Is "onjulating" a word?

It isn’t an eggcorn. It’s simply a horribly mangled phonetic spelling.

But that’s as it should be - Google is only helping you find what’s out there, not creating it.

Your editor’s right. It’s a perfectly cromulent word!

Anyway, I think we should be able to just make words up as we go-goesalongway

I reread the email the editor sent me, and now I’m cringing even more. He claims that in addiction to the people telling him it was a real word, he also found it on the Internet. I’m not sure which is worse - using the word to begin with, or claiming it is a real word because he found it on the Internet.

He does give a little, though, when he says “your word makes more sense.” So I just want it known that “undulate” is my word. Mine. Please don’t use it without written permission from me. If you need a word that means “rolling”, I suggest you make one up.

That’s not “giving a little”, that’s a total climbdown. It’s self-righteous-prick-speak for “I was totally wrong, you were right, but I’d sooner die than admit that to you.” :stuck_out_tongue:

I was going to say that a varied and imaginative vocabulary will embiggen any man.

:dubious:

Never mind. You’ll get a new editor when this one is abducted by Nigerian scammers.

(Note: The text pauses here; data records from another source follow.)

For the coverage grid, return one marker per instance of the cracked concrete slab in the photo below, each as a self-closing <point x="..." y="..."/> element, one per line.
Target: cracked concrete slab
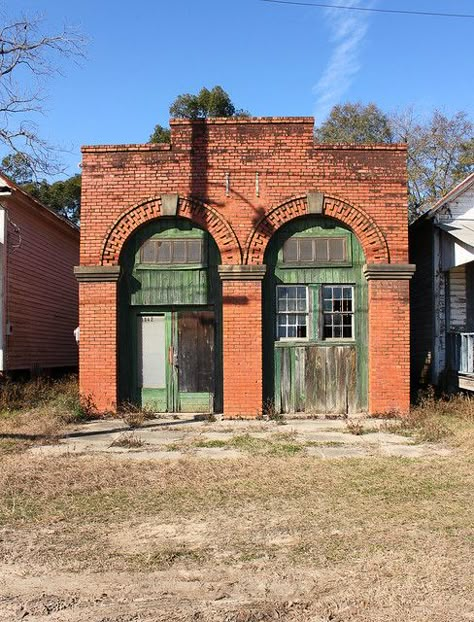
<point x="171" y="438"/>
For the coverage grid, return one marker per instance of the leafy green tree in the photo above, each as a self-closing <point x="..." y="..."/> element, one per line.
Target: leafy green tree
<point x="160" y="135"/>
<point x="355" y="123"/>
<point x="63" y="197"/>
<point x="207" y="103"/>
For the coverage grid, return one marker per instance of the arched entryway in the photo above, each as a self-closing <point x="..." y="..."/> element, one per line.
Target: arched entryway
<point x="315" y="345"/>
<point x="170" y="307"/>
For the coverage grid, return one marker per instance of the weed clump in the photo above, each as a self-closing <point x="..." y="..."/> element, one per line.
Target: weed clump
<point x="135" y="416"/>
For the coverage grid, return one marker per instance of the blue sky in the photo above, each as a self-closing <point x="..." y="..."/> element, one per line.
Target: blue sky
<point x="273" y="60"/>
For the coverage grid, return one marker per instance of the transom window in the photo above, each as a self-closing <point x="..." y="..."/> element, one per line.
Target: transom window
<point x="292" y="312"/>
<point x="315" y="250"/>
<point x="338" y="311"/>
<point x="176" y="251"/>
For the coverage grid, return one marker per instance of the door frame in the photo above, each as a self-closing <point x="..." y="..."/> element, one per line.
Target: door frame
<point x="171" y="314"/>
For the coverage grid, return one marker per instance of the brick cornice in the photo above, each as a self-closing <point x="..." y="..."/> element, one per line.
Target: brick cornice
<point x="241" y="272"/>
<point x="97" y="274"/>
<point x="389" y="272"/>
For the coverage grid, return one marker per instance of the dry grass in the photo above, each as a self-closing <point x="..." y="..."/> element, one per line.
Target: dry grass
<point x="39" y="411"/>
<point x="128" y="441"/>
<point x="135" y="416"/>
<point x="264" y="537"/>
<point x="342" y="536"/>
<point x="449" y="418"/>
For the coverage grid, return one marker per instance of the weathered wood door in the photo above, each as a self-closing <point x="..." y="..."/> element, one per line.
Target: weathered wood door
<point x="194" y="361"/>
<point x="176" y="361"/>
<point x="315" y="328"/>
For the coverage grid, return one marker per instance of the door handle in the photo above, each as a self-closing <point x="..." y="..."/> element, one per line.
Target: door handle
<point x="172" y="356"/>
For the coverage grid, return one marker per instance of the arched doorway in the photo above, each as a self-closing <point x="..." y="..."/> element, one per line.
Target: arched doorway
<point x="170" y="318"/>
<point x="315" y="319"/>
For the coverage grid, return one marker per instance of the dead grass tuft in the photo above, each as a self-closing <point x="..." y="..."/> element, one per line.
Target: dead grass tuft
<point x="135" y="416"/>
<point x="39" y="410"/>
<point x="128" y="440"/>
<point x="434" y="419"/>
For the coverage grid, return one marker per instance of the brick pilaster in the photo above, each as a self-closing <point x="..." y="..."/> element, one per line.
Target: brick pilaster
<point x="242" y="339"/>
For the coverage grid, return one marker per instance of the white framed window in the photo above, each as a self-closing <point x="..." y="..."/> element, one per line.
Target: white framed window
<point x="337" y="302"/>
<point x="292" y="312"/>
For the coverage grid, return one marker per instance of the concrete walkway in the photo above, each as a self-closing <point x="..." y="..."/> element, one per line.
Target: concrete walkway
<point x="172" y="438"/>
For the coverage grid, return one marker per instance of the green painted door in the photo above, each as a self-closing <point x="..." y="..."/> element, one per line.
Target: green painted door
<point x="315" y="319"/>
<point x="175" y="351"/>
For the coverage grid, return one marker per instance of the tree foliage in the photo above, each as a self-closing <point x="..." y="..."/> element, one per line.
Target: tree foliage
<point x="28" y="56"/>
<point x="160" y="135"/>
<point x="63" y="197"/>
<point x="207" y="103"/>
<point x="440" y="148"/>
<point x="355" y="123"/>
<point x="440" y="154"/>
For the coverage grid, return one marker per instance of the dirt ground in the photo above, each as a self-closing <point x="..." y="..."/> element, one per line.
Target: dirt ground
<point x="237" y="522"/>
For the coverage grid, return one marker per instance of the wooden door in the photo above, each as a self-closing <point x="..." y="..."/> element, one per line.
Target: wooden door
<point x="194" y="361"/>
<point x="152" y="361"/>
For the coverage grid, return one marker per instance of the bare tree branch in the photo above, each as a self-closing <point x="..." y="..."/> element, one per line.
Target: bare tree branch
<point x="28" y="55"/>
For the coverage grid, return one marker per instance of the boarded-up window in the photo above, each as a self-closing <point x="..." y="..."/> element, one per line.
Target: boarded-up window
<point x="172" y="252"/>
<point x="306" y="250"/>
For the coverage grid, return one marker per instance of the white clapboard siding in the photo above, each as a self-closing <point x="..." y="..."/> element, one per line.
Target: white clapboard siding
<point x="457" y="298"/>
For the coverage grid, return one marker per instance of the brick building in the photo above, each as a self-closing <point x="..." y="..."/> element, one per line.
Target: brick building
<point x="243" y="266"/>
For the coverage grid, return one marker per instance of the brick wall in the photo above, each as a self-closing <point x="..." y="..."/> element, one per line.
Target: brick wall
<point x="242" y="179"/>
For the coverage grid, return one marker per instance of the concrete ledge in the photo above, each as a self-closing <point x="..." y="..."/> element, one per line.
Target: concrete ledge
<point x="240" y="272"/>
<point x="315" y="202"/>
<point x="389" y="271"/>
<point x="94" y="274"/>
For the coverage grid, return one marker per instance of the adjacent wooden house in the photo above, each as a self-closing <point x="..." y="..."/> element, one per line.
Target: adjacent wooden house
<point x="442" y="309"/>
<point x="38" y="291"/>
<point x="242" y="265"/>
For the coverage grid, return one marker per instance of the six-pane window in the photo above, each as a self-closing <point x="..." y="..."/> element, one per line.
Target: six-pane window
<point x="292" y="312"/>
<point x="315" y="250"/>
<point x="338" y="311"/>
<point x="172" y="251"/>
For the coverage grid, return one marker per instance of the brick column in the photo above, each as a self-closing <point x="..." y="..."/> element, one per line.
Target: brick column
<point x="242" y="339"/>
<point x="389" y="336"/>
<point x="98" y="334"/>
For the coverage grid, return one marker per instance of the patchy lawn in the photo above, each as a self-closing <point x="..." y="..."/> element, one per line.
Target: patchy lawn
<point x="275" y="534"/>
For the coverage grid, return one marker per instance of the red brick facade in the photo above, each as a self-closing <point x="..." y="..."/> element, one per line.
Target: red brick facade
<point x="242" y="179"/>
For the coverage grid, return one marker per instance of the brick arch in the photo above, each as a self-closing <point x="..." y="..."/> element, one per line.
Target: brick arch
<point x="370" y="236"/>
<point x="200" y="213"/>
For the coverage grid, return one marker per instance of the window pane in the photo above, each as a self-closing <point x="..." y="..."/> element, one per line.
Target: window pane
<point x="194" y="251"/>
<point x="301" y="331"/>
<point x="321" y="249"/>
<point x="148" y="252"/>
<point x="164" y="251"/>
<point x="290" y="251"/>
<point x="337" y="249"/>
<point x="301" y="305"/>
<point x="179" y="251"/>
<point x="306" y="249"/>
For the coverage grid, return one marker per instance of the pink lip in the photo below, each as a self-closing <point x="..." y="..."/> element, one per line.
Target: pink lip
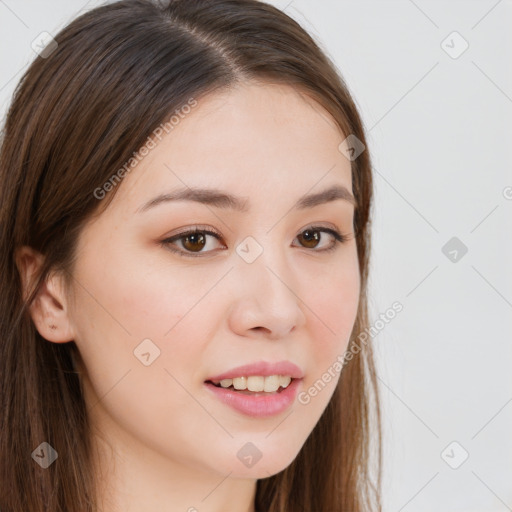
<point x="259" y="405"/>
<point x="262" y="368"/>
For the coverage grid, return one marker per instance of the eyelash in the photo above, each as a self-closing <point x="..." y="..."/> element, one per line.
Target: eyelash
<point x="338" y="238"/>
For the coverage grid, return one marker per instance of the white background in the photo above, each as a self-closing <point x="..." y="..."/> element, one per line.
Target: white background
<point x="439" y="131"/>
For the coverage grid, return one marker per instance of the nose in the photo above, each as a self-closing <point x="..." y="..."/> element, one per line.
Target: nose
<point x="265" y="301"/>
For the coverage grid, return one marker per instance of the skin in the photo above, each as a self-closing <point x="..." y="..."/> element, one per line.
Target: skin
<point x="162" y="442"/>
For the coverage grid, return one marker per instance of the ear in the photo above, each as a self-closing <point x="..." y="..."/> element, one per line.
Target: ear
<point x="49" y="309"/>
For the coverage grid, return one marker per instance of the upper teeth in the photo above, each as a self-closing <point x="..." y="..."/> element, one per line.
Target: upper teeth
<point x="258" y="383"/>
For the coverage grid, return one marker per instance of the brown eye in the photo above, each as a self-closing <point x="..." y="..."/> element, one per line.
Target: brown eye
<point x="309" y="238"/>
<point x="194" y="242"/>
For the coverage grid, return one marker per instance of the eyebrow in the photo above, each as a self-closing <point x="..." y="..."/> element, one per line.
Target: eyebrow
<point x="221" y="199"/>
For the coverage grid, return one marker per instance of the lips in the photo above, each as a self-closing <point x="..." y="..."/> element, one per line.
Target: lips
<point x="260" y="368"/>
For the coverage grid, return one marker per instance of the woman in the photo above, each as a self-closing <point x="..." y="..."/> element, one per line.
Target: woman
<point x="186" y="197"/>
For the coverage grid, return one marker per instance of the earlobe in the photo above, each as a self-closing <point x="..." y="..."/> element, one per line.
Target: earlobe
<point x="49" y="308"/>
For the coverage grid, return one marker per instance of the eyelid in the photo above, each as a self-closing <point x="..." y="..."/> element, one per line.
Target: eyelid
<point x="332" y="229"/>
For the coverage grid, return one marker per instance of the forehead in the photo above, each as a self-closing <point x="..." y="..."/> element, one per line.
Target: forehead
<point x="263" y="142"/>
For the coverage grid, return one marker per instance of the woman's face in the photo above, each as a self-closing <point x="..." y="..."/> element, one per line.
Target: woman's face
<point x="155" y="320"/>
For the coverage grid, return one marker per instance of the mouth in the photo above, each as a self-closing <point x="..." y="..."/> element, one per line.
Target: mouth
<point x="259" y="398"/>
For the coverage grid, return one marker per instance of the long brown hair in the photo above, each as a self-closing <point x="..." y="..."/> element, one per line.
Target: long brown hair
<point x="78" y="115"/>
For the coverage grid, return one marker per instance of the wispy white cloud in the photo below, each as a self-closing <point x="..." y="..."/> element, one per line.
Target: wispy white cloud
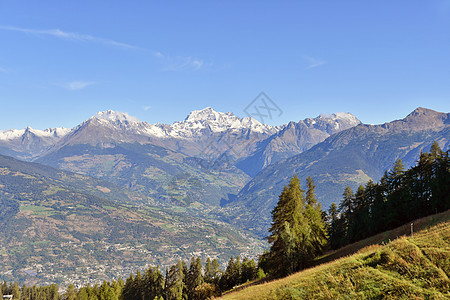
<point x="77" y="85"/>
<point x="313" y="62"/>
<point x="179" y="63"/>
<point x="71" y="36"/>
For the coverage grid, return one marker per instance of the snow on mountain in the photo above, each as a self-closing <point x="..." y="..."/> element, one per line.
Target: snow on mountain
<point x="333" y="123"/>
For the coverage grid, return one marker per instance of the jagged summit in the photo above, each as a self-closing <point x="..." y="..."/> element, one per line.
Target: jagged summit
<point x="12" y="134"/>
<point x="206" y="114"/>
<point x="115" y="116"/>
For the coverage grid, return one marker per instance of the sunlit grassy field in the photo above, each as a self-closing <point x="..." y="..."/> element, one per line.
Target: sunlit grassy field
<point x="406" y="268"/>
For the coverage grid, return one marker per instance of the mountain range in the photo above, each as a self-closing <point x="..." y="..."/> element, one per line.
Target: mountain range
<point x="212" y="175"/>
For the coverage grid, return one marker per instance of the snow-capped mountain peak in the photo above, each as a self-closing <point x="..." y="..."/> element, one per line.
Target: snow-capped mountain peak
<point x="115" y="116"/>
<point x="206" y="114"/>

For all intensive porpoises, that’s a perfuctly good utilization of that word. I would of used it in the same way two.

The guy’s an editor? How the hell did that happen!?

That’s actually spelled “yoodle-i-zayshun”.

I knew before I even started this thread that I was damning myself. There is no way you can start a spelling or grammar thread without misusing/misspelling a word at least once. I accepted my fate before my fingers hit the keyboard.

It’s called ‘Gaudere’s Law’. But don’t worry: anyone can make a Freudian slit.

What if all I have is Jungian scissors?

Just don’t run with them.

Or onjulate. That could get ugly.

Didn’t he write The English Patient?